Monday, December 17, 2018

Poinciana Housing

As part of my incorporation of exploration into my trips by electric mobility scooter I was checking out the tidal canal off Donald Avenue hoping to see I wasn't sure what. I ended up noticing no wildlife but a bunch of dead mangroves, burned by Hurricane Irma. So I took a couple of pictures, one with a filter:
 The other without. Hurricanes suck up seawater and rain salt water on the just and unjust alike as they sweep across land. Gardeners are advised to soak their gardens with fresh water before a storm to limit the damage of the salty breezes from these storms but Irma was so bad it wrecked plants normally immune to the salt environment. 140 mph winds can do a lot of damage.
Rounding the corner onto 20th Street I saw the black fence at the corner house which prompted me to take a picture of it. How often do you see a homeowner so bold as to paint their outer perimeter such a color? Exactly.
Poinciana Housing used to be Navy quarters in the 1950s. Then the 154 units were deactivated by the Base Realignment and Closure Commission which gave the buildings and land to the city which promptly set the property aside for low income housing.
 Weirdly enough it is still surrounded by fencing as though to secure the residents from predators outside the former base but in light of the fact the two entrances are wide open the fence seems to serve no real purpose. It just makes you work to get inside.
 The odd thing about Poinciana is that in a town where space is at a premium there is surely some more efficient way to use the green acres located inside the rusting boundary fence. I think of Meridian West on Stock Island, high density low income housing with shaded parking on the ground and two floors of housing above, all stacked and not at all unpleasant. The trick would be to rebuild Poinciana without displacing people right and left. 
The city is always wringing its hands about worker housing but like anything else you have to build it to create it and so far...nothing.

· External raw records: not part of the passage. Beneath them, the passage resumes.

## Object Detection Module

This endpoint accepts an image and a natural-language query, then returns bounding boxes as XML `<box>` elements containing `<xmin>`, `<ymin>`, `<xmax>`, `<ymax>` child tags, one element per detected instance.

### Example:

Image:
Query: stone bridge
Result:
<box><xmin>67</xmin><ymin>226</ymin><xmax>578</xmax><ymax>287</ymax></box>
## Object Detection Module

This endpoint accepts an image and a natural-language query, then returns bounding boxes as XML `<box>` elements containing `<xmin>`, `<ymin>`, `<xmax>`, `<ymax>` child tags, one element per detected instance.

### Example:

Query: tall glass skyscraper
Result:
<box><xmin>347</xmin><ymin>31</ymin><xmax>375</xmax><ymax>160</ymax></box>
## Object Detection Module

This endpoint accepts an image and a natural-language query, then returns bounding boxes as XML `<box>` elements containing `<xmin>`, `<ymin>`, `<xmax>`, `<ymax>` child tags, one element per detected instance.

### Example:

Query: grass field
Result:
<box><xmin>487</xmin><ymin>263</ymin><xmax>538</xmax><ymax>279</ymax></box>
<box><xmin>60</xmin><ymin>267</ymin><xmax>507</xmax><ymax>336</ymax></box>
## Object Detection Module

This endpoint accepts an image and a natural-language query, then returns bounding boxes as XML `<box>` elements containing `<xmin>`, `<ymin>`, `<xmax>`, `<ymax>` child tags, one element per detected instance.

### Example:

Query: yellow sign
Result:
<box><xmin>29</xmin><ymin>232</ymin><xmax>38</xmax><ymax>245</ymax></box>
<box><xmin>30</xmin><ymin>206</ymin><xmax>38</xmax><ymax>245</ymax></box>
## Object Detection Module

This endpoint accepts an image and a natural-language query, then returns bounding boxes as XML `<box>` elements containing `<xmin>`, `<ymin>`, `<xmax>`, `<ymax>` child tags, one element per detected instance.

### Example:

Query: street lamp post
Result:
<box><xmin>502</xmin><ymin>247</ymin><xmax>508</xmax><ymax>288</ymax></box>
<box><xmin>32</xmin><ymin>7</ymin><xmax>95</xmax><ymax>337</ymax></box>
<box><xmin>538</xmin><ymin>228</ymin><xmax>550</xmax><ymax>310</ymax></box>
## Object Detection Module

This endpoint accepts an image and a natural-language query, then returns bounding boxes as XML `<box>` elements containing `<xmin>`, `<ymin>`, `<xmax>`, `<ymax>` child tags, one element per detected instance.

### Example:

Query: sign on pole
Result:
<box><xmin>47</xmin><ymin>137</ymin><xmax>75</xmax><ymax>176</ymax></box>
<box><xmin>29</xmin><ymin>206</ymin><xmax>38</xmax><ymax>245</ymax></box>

I gave up rolling to the other entrance on Duck Avenue at 5 mph and turned around shooting some pictures through the irritating fence. 
 And across the street a sign of Christmas. Smile! You and your red teeth are on camera!

2 comments:

Steve said...

The Housing Authority of Key West has numerous complexs- I was curious and looked it up once.- They have more than 1000 units and if each unit houses an average of 2 people- that is over 2000 people who live in HA of Key West housing. If Key West has a permanent population of about 22,000- then almost 10 % of people live in these complexes with affortable costs. It baffles me that Key West has such a shortage of "affortable" housing with this many units. Anybody out there have an answer ???

Anonymous said...

As pretty, quirky, and interesting as I remember. You need to stay in key west and become the mayor after your retirement. A wonderful goodwill ambassador. Sunny and no snow (so far) Michigan.